我们也可以通过构造函数参数或设置器明确定义依赖关系来覆盖自动布线。
9. Lazy Initialized Beans
9.懒惰的初始化Bean
By default, the container creates and configures all singleton beans during initialization. To avoid this, we can use the lazy-init attribute with value true on the bean configuration:
默认情况下,容器会在初始化过程中创建并配置所有的单子Bean。为了避免这种情况,我们可以在Bean配置中使用lazy-init属性,其值为true。
<bean id="item1" class="org.baeldung.store.ItemImpl1" lazy-init="true" />Consequently, the item1 bean will only be initialized when it’s first requested, and not at startup. The advantage of this is faster initialization time, but the trade-off is that we won’t discover any configuration errors until after the bean is requested, which could be several hours or even days after the application has already been running.
因此,item1 Bean只有在第一次被请求时才会被初始化,而不是在启动时。这样做的好处是初始化时间更快,但代价是我们在请求Bean后才会发现任何配置错误,而这可能是在应用程序已经运行了几个小时甚至几天后。
10. Conclusion
10.结论
In this article, we presented the concepts of Inversion of Control and Dependency Injection, and exemplified them in the Spring framework.
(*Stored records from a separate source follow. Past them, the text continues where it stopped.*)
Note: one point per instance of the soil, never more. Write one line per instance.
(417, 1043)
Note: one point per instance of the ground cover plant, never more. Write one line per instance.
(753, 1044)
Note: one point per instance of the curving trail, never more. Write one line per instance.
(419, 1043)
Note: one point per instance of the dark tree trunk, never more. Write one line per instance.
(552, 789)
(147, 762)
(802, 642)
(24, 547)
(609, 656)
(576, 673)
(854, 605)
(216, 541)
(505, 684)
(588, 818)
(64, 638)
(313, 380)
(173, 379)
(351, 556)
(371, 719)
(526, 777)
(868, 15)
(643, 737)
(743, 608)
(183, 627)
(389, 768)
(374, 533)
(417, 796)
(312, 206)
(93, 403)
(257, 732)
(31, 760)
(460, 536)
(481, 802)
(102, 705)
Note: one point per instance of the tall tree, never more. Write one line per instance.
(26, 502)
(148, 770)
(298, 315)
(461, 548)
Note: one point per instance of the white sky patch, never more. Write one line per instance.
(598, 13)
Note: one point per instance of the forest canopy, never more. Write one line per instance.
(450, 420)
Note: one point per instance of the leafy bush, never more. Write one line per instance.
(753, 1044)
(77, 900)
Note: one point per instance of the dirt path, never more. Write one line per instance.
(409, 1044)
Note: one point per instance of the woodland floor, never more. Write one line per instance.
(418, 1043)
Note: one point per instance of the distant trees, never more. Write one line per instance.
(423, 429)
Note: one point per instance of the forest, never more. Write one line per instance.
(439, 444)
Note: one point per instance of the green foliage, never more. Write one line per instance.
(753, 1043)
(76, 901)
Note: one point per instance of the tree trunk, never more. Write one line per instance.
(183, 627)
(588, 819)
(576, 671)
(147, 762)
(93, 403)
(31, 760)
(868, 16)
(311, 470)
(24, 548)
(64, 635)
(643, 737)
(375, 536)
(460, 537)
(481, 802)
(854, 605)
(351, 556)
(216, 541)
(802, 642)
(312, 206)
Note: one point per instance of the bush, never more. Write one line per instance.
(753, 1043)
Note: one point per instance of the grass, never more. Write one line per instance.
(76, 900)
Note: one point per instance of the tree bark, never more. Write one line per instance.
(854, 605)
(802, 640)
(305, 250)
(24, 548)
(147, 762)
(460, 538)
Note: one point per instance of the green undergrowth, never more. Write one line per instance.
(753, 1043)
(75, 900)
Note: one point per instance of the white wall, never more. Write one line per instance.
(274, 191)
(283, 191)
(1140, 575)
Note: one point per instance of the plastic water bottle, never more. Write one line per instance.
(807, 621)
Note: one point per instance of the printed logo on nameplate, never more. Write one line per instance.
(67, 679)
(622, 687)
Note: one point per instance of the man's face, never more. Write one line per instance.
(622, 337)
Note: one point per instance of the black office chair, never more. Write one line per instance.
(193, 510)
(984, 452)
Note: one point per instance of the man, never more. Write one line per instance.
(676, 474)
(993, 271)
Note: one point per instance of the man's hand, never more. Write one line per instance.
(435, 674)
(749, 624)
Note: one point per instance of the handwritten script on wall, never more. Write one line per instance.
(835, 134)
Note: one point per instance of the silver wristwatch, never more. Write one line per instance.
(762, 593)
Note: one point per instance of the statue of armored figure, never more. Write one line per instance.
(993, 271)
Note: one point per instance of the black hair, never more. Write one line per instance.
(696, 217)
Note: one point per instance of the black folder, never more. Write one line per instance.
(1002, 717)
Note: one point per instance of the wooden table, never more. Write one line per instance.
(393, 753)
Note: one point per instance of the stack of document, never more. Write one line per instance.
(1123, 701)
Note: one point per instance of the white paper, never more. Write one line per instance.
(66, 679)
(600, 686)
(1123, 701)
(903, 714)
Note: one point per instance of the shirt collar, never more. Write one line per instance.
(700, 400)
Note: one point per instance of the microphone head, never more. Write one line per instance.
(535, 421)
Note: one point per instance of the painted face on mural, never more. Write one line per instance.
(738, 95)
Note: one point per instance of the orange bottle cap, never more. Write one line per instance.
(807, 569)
在这篇文章中,我们介绍了控制反转和依赖注入的概念,并以Spring框架为例进行了说明。
We can read more about these concepts in Martin Fowler’s articles:
我们可以在Martin Fowler的文章中阅读更多关于这些概念的内容。
Furthermore, we can learn about the Spring implementations of IoC and DI in the Spring Framework Reference Documentation.
此外,我们可以在Spring框架参考文档中了解到IoC和DI的Spring实现。